Said to have a moderate to high potency similar to the Allen strain and P. atlantis, it is a popular choice for those seeking recreational or spiritual experiences. Albert Hofmann’s, who consumed 32 separate specimens of P. mexicana over the course of months reported in his book “The Botany and Chemistry of Hallucinogens” that “all voluntary efforts to look at things in their customary forms and colours were ineffective.” For him psychedelics were a tool to help us be who we were supposed to be: attentive, creative, joyful, contemplative, and grounded beings.

Visual Description

• Cap: 0.5-3 cm broad. Conic to bell-shaped to convex at maturity, often with a small umbo. Surface viscous to smooth when wet. Margin has translucent striates and sometimes is decorated with fine fibrils. Coloration varies with humidity (hygrophanous): brownish to deep orangish brown, to yellow and opaque in drying. Has blueish or greenish tones when injured of from age. • Gills: adnate to adnexed. Coloration is pale gray to purplish-brown with whitish edges. • Stem: slender: 40-120 mm tall by 1-3 mm thick. Equal, smooth and hollow inside. Coloration is reddish-brown. Darkens and turning bluish when bruised. No ring. • Spore print: dark purplish-brown. • Microscopic features: 8-12 x 5-8 µ. • Odor and taste: farinaceous (freshly grounded flour).


MODERATE 0.25% - 0.75% On an old specimen: 0.25% psilocybin, 15% psilocin (Heim and Hofmann, 1958). Fresh specimen are undoubtably more potent. P. mexicana's mycelium and sclerotia have psilocybin, though less potent than fruiting body. It is said to have a similar potency to P. samuiensis and P. atlantis.

Habitat Origin

Believed to be native to Central America & North America. Found (to date) only in Mexico, Guatemala, Costa Rica. Fruiting in June through September in subtropical Mexico (Michocan, Morelos, Jalisco, Oaxaca, Puebla, western Xalapa and Veracruz) and Guatemala (Stamet). Grows alone or in small groups on moss, humid meadows or corn fields, with a preference to grassy areas at the border of deciduous forests. Most common in horse pastures and elevations of 1000-1800 metres. As it is a mycorrhizal fungus, so it grows in meadows hosting species such as: sweetgum, oaks, alders and others.

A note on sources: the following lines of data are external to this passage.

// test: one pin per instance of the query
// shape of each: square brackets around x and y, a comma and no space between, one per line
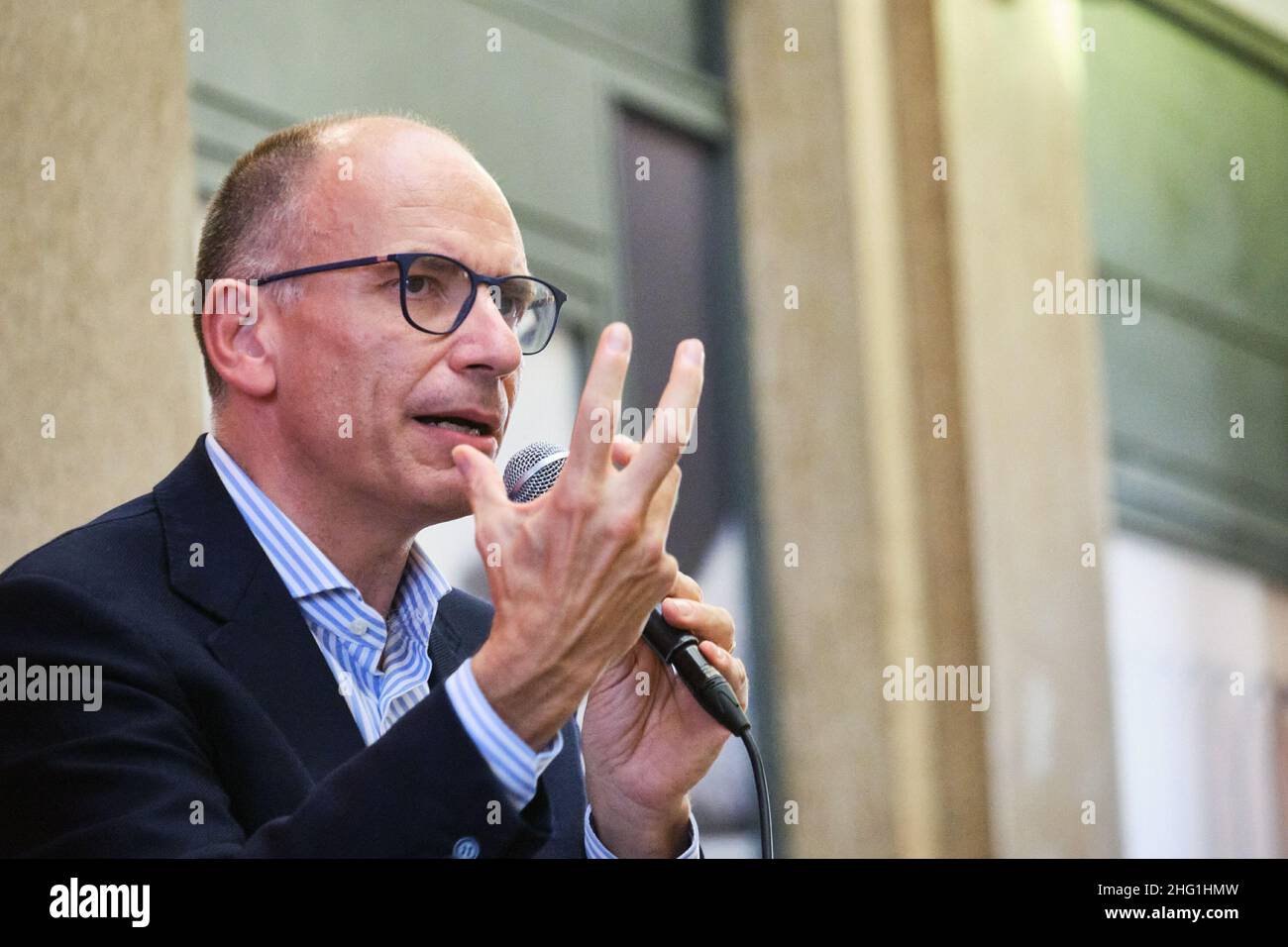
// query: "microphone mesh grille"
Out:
[533,471]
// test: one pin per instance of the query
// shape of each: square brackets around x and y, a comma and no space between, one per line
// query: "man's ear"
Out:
[236,324]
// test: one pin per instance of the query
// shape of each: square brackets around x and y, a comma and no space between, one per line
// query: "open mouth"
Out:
[463,425]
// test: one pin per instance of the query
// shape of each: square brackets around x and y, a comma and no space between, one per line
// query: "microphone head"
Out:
[533,471]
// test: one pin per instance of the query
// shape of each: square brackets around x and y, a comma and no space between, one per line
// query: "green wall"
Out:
[1172,97]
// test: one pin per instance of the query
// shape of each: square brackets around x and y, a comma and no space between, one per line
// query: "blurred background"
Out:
[901,458]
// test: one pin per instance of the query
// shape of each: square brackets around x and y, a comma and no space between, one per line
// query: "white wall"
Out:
[1196,763]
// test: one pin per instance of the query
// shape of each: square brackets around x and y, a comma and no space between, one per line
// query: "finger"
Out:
[661,509]
[596,420]
[686,586]
[673,421]
[623,450]
[483,483]
[733,671]
[708,622]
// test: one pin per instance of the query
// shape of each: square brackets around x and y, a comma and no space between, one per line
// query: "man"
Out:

Consumers seem to agree that the Mexican Liberty Caps don’t nurture that feeling of anxiety that often comes with the first wave of euphoria. Reported to offer a smooth, clean high with a steady play on the eyes. Chemist Dr. Hofmann described experiencing a “six hours long condition” in which his Germanic colleague transformed into an Aztec priest and where his eyes, open or closed, saw whirlpool of Mexican colours and motifs. He depicted his return from this strange fantastic place to his everyday reality to be a happy one, with a feeling of an experience that left him experienced. The Mazatec who call the mushroom "nizé" meaning little bird and "nti-xi-tjo-ni-se" which implies that it makes you sing like a bird. One can only imagine the state of euphoria. To this day, the Mazatec indigenous people of the region of Oaxaca still consume P. mexicana for spiritual and ritualistic use. They believe it has the power to transform our mind by unlocking and elevating it to another type of consciousness. It is accustomed that members of the same family participate in these sacred ceremonies called Veladas (“evening” in Spanish). They consume the mushrooms in pairs, to echo the dualistic nature of life and only at night (they say if it was in daylight, they would go mad).